During the 1907-1908 winter season, Adeline Heard and John Heard, Jr., were living elsewhere and 439 Marlborough was the home of Walter H. Seavey and his wife, Mabel M. (Foster) Seavey. They previously had lived at the Hotel Vendome. He was secretary, and later would become president, of E. H. Rollins & Sons, investment bankers. Their primary residence was in Hamilton.
By the 1908-1909 winter season, Adeline Heard and John Heard, Jr., had resumed living at 439 Marlborough. He was a lawyer and real estate trustee.
In 1912, they were living elsewhere and 439 Marlborough was the home of attorney George Glover Crocker, Jr., and his wife, Julia Hurd (Hutchins) Crocker. They previously had lived in Cohasset, where they continued to maintain a home. By the 1912-1913 winter season, they had moved to 119 Marlborough.
By the 1912-1913 winter season, Adeline Heard and John Heard, Jr., were living at 439 Marlborough again. He married in September of 1917 to Elizabeth Silsbee, and he and his wife lived at 439 Marlborough with his mother. They had divorced by 1920.

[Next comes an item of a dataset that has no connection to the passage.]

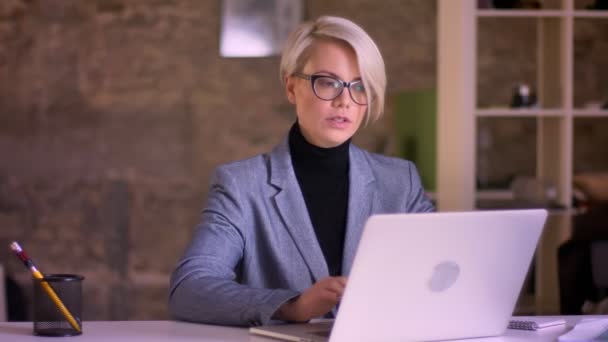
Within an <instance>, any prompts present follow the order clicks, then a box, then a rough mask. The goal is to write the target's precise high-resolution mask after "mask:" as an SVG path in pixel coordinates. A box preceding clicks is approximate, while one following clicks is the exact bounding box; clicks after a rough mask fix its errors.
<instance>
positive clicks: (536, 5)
mask: <svg viewBox="0 0 608 342" xmlns="http://www.w3.org/2000/svg"><path fill="white" fill-rule="evenodd" d="M492 2H493V4H494V8H500V9H514V8H518V9H521V8H534V9H538V8H541V7H542V5H541V4H540V2H539V1H536V0H494V1H492Z"/></svg>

In June of 1939, John Heard married again, to Margaret Rosamond (Gregor) Marshall, the former wife of Edward Nixon Marshall. After their marriage, they lived at her home in Cambridge.

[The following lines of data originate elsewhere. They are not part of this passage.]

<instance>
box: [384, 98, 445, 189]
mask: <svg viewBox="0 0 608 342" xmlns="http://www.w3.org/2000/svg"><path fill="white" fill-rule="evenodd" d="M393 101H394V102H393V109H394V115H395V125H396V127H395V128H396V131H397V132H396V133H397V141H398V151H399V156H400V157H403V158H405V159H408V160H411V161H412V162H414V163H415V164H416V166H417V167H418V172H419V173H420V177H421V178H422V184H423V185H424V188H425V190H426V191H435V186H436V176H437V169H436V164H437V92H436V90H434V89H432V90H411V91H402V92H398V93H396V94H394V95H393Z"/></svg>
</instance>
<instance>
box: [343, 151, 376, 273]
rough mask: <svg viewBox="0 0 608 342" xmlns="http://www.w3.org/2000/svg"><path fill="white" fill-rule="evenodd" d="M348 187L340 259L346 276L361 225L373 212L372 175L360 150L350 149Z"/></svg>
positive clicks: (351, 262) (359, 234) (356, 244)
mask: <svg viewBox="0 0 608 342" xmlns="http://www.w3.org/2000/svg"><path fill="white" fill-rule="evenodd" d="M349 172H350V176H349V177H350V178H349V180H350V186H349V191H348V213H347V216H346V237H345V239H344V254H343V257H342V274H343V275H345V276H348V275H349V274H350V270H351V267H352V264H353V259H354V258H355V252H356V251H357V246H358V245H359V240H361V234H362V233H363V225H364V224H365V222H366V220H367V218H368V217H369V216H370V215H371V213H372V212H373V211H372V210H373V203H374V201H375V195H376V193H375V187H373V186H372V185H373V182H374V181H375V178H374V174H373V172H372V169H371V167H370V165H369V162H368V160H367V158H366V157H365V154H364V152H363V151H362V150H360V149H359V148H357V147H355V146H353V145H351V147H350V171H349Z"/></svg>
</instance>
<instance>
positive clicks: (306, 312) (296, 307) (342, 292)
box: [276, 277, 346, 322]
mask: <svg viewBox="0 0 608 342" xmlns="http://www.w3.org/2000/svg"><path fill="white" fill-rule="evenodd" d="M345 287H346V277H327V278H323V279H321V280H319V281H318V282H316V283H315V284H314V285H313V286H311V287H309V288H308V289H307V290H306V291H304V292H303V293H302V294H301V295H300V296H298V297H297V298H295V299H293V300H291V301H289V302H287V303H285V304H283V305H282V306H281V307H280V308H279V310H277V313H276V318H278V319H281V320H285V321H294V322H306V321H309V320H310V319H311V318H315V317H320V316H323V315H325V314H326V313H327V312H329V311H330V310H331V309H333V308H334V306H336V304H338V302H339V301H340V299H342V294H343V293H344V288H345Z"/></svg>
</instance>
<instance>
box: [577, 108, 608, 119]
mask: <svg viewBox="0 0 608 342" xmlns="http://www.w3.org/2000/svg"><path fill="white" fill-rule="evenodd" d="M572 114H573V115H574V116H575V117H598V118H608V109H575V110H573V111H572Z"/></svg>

Adeline Heard died in August of 1939.
In May of 1940, 439 Marlborough was purchased from the trust established under George Lewis’s will by Stewart Toomey, a time study engineer for an automobile company, and his wife, Caterina (Catherine/Catheryn) (Longo) Toomey. They previously had lived in Medford.
The Toomeys continued to live and operate a lodging house at 439 Marlborough until about 1952, when they moved to 462 Beacon.
On April 1, 1952, 439 Marlborough was acquired from the Toomeys by Martha M. (Roy) Gotreau, the widow of David B. Gotreau. She lived at 441 Marlborough, which she owned with her son, Joffre Gotreau, who lived at 261 Marlborough. They also owned 437 Marlborough and operated lodging houses at both 437 and 441 Marlborough.
On the same day she acquired 439 Marlborough, Martha Gotreau transferred it to her daughter, Cecile Elizabeth Germaine (Gotreau) Alves, the former wife of Anthony Alves. Cecile Alves had lived with her mother at 441 Marlborough, and moved to 439 Marlborough.
In May of 1954, Martha Gotreau applied for (and subsequently received) permission to construct a platform of steel and concrete at the rear of 437-139 Marlborough to serve as a patio for the two houses.
Joffre Gotreau (still living at 261 Marlborough) was listed in the City Directories as the operator of the lodging houses at 437-439-441 Marlborough until the early 1960s.
Martha Gotreau lived at 441 Marlborough until about 1960, after which she moved to 437 Marlborough, where she continued to live until about 1966.
Cecile Alves continued to live at 439 Marlborough until about 1966. On April 12, 1967, she transferred 439 Marlborough back to her mother, and on April 17, 1969, Martha Gotreau transferred it to herself and her son, Joffre.
On June 29, 1967, 437-439-441 Marlborough were purchased from Martha Gotreau and Joffre Gotreau by Milton B. Popkin and Louis Grolnic. They continued to operate them as lodging houses.
On April 3, 1974, 437-439-441 Marlborough were purchased from Milton Popkin and Louis Grolnic by Jerald R. Feldman and Harvey P. Wilk, trustees of the 437, 439, 441 Marlboro Street Realty Trust. They continued to operate them as lodging houses.
On March 2, 1982, 437-439 Marlborough were purchased from Jerald Feldman and Harvey Wilk by Alan D. Humbert, trustee of the Ferrari Realty Trust.
On June 20, 1983, 437-439 Marlborough were purchased from Alan Humbert by Dorothy F. Wirth, trustee of the 437-439 Marlborough Street Trust. In May of 1983, prior to acquiring the property, she applied for (and subsequently received) permission to convert 437 and 439 Marlborough into seven apartments each.
On August 29, 1983, Dorothy Wirth converted the houses into fourteen condominium units, seven units in each house, the 437-439 Marlborough Condominium.